“You know where I mean, don’t you?” I asked, “because you saw me there?” He just said yes, and then we started.

It was hot, and air was scarce. I remember that we went uphill, and that I realised there was considerable difference in our ages. We crossed some fields first—smothered in flowers so thick that I wondered how much grass the cows got out of it!—and then came to a sprinkling of fine young larches that looked as soft as velvet. There was no path, just a wild mountain side. I had very little breath on the steep zigzags, but Arthur talked easily—and talked mighty well, too: the light and shade, the colouring, and the effect of all this wilderness of lonely beauty on the mind. He kept all this suppressed at home in business. It was safety valves. I twigged that. It was the artist in him talking. He seemed to think there was nothing in the world but Beauty—with a big B all the time. And the odd thing was he took for granted that I felt the same. It was cute of him to flatter me that way. “Daulis and the lone Cephissian vale,” I heard; and a few moments later—with a sort of reverence in his voice like worship—he called out a great singing name: “Astarte!

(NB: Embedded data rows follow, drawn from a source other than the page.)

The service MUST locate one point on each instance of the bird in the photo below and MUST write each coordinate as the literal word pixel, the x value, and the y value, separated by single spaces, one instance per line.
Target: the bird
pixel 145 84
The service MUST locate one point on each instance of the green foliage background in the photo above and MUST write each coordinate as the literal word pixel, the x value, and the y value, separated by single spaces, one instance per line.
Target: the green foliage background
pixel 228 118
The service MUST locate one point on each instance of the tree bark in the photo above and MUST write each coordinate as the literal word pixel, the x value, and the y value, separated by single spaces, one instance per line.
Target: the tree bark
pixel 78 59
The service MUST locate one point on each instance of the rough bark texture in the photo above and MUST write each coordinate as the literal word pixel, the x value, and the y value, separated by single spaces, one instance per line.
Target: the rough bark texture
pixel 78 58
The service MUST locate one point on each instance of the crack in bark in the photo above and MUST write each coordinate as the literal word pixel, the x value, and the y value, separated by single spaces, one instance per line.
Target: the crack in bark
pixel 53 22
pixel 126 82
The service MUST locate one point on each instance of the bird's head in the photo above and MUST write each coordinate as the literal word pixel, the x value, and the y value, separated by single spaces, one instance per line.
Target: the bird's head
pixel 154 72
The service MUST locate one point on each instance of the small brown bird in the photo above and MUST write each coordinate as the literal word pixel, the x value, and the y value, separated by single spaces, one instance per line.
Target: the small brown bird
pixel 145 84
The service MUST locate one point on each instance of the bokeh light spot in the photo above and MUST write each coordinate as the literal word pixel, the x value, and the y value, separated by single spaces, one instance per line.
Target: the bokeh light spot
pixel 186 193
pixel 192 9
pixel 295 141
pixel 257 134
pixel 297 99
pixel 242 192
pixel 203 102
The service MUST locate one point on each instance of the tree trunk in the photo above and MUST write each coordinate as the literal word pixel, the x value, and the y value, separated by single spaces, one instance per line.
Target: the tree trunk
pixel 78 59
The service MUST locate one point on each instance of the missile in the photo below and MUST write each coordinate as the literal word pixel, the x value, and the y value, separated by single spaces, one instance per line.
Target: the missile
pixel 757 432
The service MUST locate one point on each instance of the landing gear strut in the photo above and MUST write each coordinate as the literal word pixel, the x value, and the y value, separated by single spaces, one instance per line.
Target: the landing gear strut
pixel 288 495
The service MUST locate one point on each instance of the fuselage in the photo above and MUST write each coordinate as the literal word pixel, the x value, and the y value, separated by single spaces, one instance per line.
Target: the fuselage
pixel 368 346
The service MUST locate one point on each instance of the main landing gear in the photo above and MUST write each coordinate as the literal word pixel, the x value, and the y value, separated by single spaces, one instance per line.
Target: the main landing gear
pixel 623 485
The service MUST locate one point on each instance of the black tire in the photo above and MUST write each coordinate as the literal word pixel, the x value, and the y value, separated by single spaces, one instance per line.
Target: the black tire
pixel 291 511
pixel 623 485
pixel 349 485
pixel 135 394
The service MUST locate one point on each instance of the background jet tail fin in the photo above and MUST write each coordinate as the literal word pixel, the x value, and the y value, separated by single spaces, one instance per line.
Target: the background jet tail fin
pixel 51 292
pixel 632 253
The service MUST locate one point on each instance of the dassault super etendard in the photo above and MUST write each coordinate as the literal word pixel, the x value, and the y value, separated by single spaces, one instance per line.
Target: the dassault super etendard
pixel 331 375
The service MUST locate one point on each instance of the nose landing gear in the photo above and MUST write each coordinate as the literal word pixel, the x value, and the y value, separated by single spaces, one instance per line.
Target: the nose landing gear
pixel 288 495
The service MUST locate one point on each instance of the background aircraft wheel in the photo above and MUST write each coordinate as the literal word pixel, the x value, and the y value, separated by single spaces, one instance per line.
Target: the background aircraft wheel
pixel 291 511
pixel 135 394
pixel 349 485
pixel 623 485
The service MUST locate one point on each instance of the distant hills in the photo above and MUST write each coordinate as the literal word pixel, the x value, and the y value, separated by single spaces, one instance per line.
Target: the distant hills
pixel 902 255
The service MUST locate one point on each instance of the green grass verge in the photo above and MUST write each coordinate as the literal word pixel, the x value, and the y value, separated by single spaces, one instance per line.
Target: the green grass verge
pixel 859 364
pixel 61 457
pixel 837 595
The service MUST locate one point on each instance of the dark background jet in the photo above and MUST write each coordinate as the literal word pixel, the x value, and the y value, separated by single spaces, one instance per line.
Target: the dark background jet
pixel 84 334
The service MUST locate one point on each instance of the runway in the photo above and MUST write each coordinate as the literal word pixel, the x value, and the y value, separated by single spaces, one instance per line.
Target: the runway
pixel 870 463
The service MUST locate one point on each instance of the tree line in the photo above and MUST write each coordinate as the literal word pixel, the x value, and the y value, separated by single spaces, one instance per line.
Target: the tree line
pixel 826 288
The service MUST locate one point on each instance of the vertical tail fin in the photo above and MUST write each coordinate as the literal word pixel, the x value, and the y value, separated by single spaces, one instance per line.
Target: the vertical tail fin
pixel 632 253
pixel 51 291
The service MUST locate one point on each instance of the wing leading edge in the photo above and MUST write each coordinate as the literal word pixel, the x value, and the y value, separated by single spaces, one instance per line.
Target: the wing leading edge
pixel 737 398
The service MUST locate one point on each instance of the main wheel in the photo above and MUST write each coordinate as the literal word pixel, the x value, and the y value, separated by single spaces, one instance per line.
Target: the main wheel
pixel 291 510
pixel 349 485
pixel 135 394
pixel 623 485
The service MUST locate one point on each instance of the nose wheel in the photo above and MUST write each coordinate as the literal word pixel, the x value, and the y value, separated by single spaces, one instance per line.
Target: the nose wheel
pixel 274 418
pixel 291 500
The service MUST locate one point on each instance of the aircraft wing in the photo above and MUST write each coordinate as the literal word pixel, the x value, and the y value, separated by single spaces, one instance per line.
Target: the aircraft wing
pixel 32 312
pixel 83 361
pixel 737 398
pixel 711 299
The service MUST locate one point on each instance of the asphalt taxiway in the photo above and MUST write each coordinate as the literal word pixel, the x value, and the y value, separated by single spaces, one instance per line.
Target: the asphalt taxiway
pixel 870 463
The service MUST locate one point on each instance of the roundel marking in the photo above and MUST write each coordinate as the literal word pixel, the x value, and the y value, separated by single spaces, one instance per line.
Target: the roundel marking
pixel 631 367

“Day is her face, and midnight is her hair,
And morning hours are but the golden stair
By which she climbs to Night.”

It was here first that a queer change began to grow upon me too.

“Steady on, boy! I’ve forgotten all my classics ages ago,” I cried.

He turned and gazed down on me, his big eyes glowing, and not a sign of perspiration on his skin.

“That’s nothing,” he exclaimed in his musical, deep voice. “You know it, or you’d never have felt things in this wood last night; and you wouldn’t have wanted to come out with me now!”

“How?” I gasped. “How’s that?”

“You’ve come,” he continued quietly, “to the only valley in this artificial country that has atmosphere. This valley is alive—especially this end of it. There’s superstition here, thank God! Even the peasants know things.”